Gabor Forgacs grew up in Budapest, Hungary. He worked as a bellboy, a waiter and as a front desk concierge before he gradually became a hotelier there during the 1970s. That was a lucrative career at the time. He worked his way up to the top and became the general manager of a three-star full-service hotel in Budapest. He was 38 and already an accomplished hotelier when he immigrated with his wife and two small children to Toronto, Canada. There he worked at The Inn on the Park, a Four Seasons hotel for nearly two years before he switched to academia and became an associate professor at Ryerson University. He taught hospitality management courses, presented at international conferences and published papers in international journals. Gabor is also a textbook author; his book Revenue Management. Maximizing Revenue in Hospitality Operations published by the American Hotel and Lodging Educational Institute is used by educators and practitioners in dozens of countries all over the world. In his memoir, he shares with the readers the most memorable stories from his time at hotel operations. He also provides readers with an entertaining insight into the world of hotels.

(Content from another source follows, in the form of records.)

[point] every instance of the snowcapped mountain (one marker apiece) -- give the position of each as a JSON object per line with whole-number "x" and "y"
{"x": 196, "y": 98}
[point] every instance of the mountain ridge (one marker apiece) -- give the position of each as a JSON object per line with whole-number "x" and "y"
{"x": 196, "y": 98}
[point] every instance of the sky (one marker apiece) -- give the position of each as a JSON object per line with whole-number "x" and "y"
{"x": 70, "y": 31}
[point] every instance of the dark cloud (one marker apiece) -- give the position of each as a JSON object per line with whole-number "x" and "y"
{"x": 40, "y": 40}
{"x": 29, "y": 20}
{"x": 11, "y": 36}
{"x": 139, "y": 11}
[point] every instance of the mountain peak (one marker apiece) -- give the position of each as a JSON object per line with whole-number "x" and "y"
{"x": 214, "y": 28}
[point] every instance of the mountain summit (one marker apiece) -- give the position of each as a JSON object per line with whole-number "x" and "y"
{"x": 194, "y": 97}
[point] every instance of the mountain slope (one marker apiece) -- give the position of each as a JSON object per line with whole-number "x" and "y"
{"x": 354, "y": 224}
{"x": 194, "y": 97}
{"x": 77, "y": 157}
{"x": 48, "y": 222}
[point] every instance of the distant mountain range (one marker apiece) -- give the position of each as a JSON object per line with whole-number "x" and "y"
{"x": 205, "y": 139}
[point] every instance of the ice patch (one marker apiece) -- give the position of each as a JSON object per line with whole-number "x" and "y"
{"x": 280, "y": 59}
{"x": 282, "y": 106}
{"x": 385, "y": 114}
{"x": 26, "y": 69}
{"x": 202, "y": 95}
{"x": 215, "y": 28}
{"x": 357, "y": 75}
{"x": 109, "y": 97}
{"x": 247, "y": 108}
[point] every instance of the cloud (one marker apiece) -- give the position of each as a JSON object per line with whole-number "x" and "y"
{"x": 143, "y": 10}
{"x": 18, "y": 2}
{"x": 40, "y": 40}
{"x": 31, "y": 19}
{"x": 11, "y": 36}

A Hotelier by Gabor Forgacs

If you ever stayed or worked at a hotel, this book will take you to familiar places. The journey of an international hotelier is told through several stories, offering a peek behind the scenes. It also paints a picture of life in socialist Hungary in the decades before the collapse of the East-European communist regimes. How did the Archbishop of Canterbury get into the back seat of a beat-up old Lada for a ride on narrow country roads to visit the Abbey of Tihany, Hungary? What was a most genuine solution improvised by the night manager, when the highest-ranked executives of the largest Canadian bank held a private year-end party at a suite of a Toronto hotel and ran out of beer past the last call? How did a return guest get walked on an oversold night to another hotel after the hotel ran out of rooms? How was sleeping on a couch sold for a night in the elevator lobby of a hotel? What happened when a special cake of a corporate convention was dropped and ruined by accident in the middle of the night? These stories and others take readers on a trip across continents and into the life of a professional hotelier who spent decades in hotel operations. The author also describes life in the seventies and eighties in Budapest, Hungary. Entertaining insights by a good storyteller offer a real treat for the reader.